Usually a couple hours, then back in town for a bite. We can move the time up a bit to accommodate your schedule. Just let us know asap so others know when to meet up.


----------



## azbug-i (Feb 2, 2018)

can't wait to see everyone this weekend!


----------



## azbug-i (Feb 2, 2018)

I'm certainly flexible too, i believe justin and i can be flexible. @Balloonatic


----------



## fordmike65 (Feb 2, 2018)

OK with everyone if we start at 2:00 then? That way Brant isn't rushed off?


----------



## New Mexico Brant (Feb 3, 2018)

fordmike65 said:


> OK with everyone if we start at 2:00 then? That way Brant isn't rushed off?

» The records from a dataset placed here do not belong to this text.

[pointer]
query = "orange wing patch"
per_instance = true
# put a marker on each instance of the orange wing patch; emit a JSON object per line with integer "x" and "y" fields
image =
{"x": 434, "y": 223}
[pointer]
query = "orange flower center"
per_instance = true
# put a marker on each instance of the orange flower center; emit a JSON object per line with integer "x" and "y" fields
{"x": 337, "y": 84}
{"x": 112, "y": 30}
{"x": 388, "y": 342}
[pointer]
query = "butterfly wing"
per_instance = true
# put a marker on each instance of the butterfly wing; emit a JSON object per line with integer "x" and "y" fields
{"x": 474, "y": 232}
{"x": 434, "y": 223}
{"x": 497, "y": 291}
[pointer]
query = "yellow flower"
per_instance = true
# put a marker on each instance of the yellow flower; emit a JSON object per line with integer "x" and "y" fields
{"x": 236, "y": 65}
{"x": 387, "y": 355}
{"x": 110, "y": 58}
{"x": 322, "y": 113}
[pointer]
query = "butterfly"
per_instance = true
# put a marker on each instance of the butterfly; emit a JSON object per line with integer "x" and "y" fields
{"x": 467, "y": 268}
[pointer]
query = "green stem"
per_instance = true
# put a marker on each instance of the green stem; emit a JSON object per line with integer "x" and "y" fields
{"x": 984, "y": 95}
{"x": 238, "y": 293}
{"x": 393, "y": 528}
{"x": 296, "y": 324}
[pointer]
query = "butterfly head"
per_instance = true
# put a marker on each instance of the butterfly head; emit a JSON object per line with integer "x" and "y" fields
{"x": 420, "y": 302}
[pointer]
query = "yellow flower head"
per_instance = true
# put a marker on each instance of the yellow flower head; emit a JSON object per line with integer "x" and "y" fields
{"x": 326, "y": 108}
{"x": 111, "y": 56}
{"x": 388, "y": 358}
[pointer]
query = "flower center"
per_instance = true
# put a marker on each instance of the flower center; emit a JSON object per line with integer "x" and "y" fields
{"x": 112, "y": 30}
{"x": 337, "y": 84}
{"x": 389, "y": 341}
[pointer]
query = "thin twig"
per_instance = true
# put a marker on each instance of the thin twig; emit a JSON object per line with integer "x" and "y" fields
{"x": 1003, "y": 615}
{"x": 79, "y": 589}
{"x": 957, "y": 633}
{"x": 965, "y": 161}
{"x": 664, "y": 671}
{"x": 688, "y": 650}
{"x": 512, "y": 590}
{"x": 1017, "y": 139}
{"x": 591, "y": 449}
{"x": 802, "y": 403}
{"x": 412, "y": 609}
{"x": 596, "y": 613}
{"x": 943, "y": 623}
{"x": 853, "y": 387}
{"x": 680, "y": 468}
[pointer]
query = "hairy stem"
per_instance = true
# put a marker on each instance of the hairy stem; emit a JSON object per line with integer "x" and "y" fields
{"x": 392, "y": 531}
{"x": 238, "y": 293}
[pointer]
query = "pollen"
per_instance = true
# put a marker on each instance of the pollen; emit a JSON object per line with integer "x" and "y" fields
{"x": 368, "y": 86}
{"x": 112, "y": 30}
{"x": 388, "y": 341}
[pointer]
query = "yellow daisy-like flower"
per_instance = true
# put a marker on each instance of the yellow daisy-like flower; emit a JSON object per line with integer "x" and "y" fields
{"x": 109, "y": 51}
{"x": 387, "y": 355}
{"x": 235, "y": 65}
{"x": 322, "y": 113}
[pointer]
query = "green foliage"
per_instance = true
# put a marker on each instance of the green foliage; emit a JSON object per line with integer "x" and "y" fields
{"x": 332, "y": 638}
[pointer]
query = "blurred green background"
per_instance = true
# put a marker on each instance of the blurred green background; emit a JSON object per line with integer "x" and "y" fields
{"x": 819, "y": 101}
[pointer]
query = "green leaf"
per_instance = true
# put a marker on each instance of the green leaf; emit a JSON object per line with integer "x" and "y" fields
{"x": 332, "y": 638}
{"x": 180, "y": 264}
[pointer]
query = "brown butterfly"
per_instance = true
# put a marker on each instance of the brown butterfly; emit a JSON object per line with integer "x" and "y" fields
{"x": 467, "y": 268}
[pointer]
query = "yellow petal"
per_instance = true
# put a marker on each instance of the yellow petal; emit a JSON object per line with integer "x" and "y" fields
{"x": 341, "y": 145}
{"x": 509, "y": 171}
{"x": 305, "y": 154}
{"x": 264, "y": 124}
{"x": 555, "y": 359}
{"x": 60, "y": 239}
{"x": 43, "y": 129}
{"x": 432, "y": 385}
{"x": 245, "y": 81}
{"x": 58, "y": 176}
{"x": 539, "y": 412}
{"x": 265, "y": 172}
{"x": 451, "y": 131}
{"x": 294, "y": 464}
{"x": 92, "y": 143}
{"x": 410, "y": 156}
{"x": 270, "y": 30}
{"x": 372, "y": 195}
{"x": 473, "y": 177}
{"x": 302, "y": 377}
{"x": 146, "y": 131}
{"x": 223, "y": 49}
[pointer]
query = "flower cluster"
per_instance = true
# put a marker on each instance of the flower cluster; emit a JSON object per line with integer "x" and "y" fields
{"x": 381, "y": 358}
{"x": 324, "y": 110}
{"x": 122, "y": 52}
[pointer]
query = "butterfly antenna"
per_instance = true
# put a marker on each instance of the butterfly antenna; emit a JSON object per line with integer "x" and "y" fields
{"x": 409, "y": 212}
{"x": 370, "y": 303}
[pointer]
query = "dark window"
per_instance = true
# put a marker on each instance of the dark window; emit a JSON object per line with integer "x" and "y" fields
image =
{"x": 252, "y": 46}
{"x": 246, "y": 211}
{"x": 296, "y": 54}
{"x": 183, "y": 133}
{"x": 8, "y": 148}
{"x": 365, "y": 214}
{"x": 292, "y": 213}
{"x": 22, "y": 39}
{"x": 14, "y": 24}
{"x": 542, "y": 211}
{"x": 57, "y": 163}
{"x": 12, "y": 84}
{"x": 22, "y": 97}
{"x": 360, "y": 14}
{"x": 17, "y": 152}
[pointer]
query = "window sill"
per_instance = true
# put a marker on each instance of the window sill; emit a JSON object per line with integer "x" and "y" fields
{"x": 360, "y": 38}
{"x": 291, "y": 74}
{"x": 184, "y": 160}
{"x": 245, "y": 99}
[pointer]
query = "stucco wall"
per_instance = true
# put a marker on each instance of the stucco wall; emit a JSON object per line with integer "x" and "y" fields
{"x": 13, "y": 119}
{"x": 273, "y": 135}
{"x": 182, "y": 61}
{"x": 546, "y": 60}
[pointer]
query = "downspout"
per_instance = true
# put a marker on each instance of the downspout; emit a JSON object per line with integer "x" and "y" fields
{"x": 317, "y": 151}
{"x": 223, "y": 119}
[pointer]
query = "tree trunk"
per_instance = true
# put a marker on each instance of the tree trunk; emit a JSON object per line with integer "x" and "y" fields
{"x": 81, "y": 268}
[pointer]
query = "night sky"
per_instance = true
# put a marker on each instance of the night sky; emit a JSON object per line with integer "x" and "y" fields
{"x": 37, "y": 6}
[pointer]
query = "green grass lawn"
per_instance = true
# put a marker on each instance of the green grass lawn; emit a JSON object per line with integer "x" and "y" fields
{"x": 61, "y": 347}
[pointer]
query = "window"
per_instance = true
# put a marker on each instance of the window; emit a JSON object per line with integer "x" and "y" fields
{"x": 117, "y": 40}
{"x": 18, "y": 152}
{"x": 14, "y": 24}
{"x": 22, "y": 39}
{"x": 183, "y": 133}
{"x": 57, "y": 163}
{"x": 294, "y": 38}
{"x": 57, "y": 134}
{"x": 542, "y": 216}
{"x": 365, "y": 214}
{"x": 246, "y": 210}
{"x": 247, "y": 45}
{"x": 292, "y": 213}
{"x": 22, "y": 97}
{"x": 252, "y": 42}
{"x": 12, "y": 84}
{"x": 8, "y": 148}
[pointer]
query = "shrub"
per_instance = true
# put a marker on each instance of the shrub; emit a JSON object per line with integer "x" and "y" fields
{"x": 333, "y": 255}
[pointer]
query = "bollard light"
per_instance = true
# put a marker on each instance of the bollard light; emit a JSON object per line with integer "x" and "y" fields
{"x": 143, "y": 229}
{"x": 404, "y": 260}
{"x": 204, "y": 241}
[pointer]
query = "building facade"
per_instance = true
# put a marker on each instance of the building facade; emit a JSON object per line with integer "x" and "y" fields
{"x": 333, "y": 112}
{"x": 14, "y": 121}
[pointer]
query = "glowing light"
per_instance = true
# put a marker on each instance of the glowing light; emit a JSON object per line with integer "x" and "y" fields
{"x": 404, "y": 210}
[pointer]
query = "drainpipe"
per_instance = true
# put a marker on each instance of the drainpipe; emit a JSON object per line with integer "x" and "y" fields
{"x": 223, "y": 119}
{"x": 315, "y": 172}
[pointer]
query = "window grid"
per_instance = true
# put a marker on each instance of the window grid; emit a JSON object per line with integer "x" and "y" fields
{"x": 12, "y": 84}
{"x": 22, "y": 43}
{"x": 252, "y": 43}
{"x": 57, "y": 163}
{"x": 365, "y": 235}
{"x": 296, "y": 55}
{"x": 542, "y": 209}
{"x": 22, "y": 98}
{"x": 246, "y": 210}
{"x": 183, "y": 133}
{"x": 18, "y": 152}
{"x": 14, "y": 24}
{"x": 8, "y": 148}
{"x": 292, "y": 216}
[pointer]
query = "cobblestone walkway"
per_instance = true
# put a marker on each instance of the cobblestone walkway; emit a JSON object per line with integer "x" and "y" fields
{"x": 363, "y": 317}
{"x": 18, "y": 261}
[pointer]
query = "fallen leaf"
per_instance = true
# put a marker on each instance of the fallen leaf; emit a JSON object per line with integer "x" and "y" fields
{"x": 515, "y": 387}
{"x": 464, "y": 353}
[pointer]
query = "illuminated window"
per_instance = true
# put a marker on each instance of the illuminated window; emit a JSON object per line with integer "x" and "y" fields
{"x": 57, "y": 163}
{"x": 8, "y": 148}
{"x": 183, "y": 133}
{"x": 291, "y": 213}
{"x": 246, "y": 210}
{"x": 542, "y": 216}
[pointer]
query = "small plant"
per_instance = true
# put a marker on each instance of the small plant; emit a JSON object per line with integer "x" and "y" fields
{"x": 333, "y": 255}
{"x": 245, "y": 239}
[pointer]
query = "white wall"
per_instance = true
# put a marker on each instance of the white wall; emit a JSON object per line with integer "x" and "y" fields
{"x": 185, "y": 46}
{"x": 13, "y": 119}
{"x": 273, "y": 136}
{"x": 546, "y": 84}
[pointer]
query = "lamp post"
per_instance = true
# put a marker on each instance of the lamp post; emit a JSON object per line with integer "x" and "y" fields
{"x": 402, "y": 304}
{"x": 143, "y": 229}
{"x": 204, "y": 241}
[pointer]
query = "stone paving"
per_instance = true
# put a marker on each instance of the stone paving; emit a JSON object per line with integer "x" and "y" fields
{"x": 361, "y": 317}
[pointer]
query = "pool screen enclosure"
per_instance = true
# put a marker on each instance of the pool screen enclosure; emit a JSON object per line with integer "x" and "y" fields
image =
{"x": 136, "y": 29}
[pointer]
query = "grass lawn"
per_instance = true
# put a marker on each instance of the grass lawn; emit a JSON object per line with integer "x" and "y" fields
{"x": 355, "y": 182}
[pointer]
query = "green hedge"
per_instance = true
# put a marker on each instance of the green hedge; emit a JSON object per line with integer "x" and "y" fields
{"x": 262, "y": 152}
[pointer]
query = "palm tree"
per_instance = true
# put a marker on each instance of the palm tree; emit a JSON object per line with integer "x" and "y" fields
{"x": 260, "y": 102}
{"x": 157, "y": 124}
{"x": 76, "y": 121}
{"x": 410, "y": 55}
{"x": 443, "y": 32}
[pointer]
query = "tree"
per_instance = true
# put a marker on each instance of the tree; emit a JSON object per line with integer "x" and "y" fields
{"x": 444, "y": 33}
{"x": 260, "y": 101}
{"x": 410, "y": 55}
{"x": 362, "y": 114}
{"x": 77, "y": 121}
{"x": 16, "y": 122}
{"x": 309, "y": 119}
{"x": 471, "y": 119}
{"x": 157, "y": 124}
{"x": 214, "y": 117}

Looking forward to the ride!  Thanks Mike.


----------



## mrg (Feb 3, 2018)

Man, a perfect day for a ride but it’s OCTO bus meet ( 250-300 busses )and don’t know what time I’ll  get out of here ( and got up at 4am ) HAVE FUN!


----------



## burrolalb (Feb 3, 2018)

So what time 2 or 3 

Sent from my SAMSUNG-SM-G920A using Tapatalk


----------



## fordmike65 (Feb 3, 2018)

See you at 2:00! We'll hang out for a while for anyone that didn't get the memo.


----------



## fordmike65 (Feb 4, 2018)

What a gorgeous day for a ride with new friends! Got out of the gate a lil late, but what a great ride and such beautiful bikes! Thank you to all that came out to pedal today. Hope to ride with you again soon!


----------



## Balloonatic (Feb 5, 2018)

What a great ride, day and folks! Thanks to Mike and all for making it happen... just a super ride.


----------